Sometimes it is difficult to get a buy-in from the community. Some potential partners do not want to take the liability of working with minors, others are not interested because they see no value-add. So, in this case, the village is not holding up to its end of the bargain. However, once in the blue moon you come across a company that truly understands the value of community outreach and education. That is what the Aquaculture, Environmental and Marine Science (AEMS) Academy of Atlantic High School found in Yaupon Brothers American Tea Company.

Bryon White, co-founder of Yaupon Brothers American Tea Company, became an early-involved partner. Allowing students to not only tour their tea factory where students were able to process, bag and package the organic, Florida-native tea leaves, but to also create fundraising opportunities for the academy. For the past two years, the students could sell the Yaupon Brothers American tea at local farmers markets and keep half of the proceeds as a fundraiser. Students were also able to go to the Yaupon farm, get cuttings and propagate their own yaupon tree which in the future can be sold as a fundraiser or given back to Yaupon Brothers to keep the cycle going. Mr. White has also participated with our Lunch with a Scientist Series, where local scientists have lunch with the students to share about their field and how they got there. 

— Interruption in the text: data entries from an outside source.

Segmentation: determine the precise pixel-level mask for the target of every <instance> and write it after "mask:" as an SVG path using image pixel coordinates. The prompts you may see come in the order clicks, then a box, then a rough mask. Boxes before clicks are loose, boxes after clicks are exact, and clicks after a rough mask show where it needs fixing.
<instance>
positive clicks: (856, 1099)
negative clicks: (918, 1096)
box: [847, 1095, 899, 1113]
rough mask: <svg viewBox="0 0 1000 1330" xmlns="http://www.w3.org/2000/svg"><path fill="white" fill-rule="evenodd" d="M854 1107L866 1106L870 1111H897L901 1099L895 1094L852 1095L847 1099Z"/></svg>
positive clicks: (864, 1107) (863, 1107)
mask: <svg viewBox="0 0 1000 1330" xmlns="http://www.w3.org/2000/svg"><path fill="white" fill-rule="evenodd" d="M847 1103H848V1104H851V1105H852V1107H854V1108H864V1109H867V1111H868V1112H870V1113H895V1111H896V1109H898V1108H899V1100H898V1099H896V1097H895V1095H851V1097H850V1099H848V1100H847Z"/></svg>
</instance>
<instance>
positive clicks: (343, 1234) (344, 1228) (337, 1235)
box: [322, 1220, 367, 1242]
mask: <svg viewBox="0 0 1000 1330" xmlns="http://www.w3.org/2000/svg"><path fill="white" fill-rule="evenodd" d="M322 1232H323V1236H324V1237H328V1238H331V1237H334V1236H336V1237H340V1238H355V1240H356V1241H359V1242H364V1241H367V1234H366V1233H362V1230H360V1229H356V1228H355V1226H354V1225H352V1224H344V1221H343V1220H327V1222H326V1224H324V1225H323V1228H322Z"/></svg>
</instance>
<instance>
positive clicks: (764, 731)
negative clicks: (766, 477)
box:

Yaupon Brothers American Tea Co. brand is now so synonymous with the AEMS Academy brand, that when the faculty, staff, students and the community see Yaupon Tea in groceries stores, they automatically think of the AEMS students. In the short two years the AEMS Academy has created the partnership with Yaupon Brothers American Tea Co., the students have learned about field science, entrepreneurship, mathematics, propagations, importance of natural and local flora and fauna, community outreach, and perhaps the most important thing for me, that science is fun. All of this was achieved outside of the classroom. This partnership not only emphasized the AEMS Academy motto for the 2019-20 academic year “Think Global, Act Local”, it has also allowed the community to have a say in the kind of education their citizens should be receiving.